The big aircraft carved through the sky, coming back on a northerly heading. The mountain that had hidden the glacier from Lichtermann’s view loomed ahead. He silently thanked the bright moonlight, because, at the mountain’s base, he could see a field of virgin white, a patch of glacial ice at least a mile long. He saw no indication of the building Kessler had spotted, but it didn’t matter. The ice was what he focused on.

It rose gently from the sea for most of its length before seeming to fall from a cleft in the side of the mountain, a near-vertical wall of ice that was so thick it appeared blue in the uncertain light. A few small icebergs dotted the long fjord.

The Kondor was sinking fast. Lichtermann barely had the altitude to turn the plane one last time to line up with the glacier. They dropped below the mountain’s peak. The glacially shaped rock appeared less than an arms’ span from the wingtip. The ice, which looked smooth from a thousand feet, appeared rougher the closer they fell toward it, like small waves that had been flash-frozen. Lichtermann didn’t extend the landing gear. If one strut was torn off when they hit, the plane would cartwheel and tear itself apart.

“Hang on,” he said. His throat was so dry the words came out in a tight croak.

Ernst had climbed from his position and had strapped himself in the radioman’s seat. Josef was on the flight deck with Lichtermann. The radio’s dials glowed milky white. There were no windows nearby, so the inside of the aircraft was pitch-black. At hearing the pilot’s terse warning, Kessler bent double, wrapping his hands around the back of his neck and clamping his knees with his elbows, as he’d been trained.

Prayers tumbled from his lips.

The Kondor struck the glacier with a glancing blow, rose a dozen feet, and then came down harder. The sound of metal against the ice was like a train racing through a tunnel. Kessler was thrown violently against his safety straps but didn’t dare uncurl himself from his seated fetal position. The plane crashed into something with a jarring bump that sent radio manuals fluttering from their shelves. The wing struck ice, and the aircraft began to spin, shedding parts in chunks.

He didn’t know what was better, being alone in the hull of the plane and not knowing what was happening outside or being in the cockpit and seeing the Kondor come apart.

There was a crash below where Kessler huddled, and a blast of frigid air shot through the fuselage. The Plexiglas protecting the forward gunner’s position had been blown inward. Chunks of ice that were being shaved off the glacier whirled through the plane, and, still, it felt like they were not slowing.

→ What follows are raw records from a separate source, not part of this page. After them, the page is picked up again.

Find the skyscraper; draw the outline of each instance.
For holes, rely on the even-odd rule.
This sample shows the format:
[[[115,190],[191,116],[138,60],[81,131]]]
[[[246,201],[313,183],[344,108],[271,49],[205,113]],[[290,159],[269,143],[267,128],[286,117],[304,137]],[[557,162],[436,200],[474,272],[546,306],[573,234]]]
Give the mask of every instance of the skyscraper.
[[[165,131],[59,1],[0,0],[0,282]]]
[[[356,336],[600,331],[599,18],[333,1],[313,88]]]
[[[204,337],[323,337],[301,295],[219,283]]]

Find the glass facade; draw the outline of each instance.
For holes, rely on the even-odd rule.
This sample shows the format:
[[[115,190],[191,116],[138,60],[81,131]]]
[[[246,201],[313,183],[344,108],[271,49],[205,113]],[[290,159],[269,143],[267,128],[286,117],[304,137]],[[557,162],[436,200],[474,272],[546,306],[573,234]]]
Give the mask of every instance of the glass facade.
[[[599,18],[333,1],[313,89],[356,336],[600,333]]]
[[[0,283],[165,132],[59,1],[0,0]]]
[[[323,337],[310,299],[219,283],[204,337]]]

Then came the loudest sound yet, an echoing explosion of torn metal that was followed immediately by the rank smell of high-octane aviation fuel. Kessler knew what had happened. One of the wings had dug into the ice and had been sheared off. Though Lichtermann had dumped most of their gasoline, enough remained in the lines to make the threat of fire a very real one.

The plane continued to toboggan across the glacier, driven by her momentum and the slight downward slope of the ice. But she had finally started to slow. Having her port wing torn off had turned the aircraft perpendicular to her direction of travel. With more of her hull scraping against the ice, friction was overcoming gravity.

Kessler allowed himself a sigh. He knew in just moments the Kondor would come to a complete stop.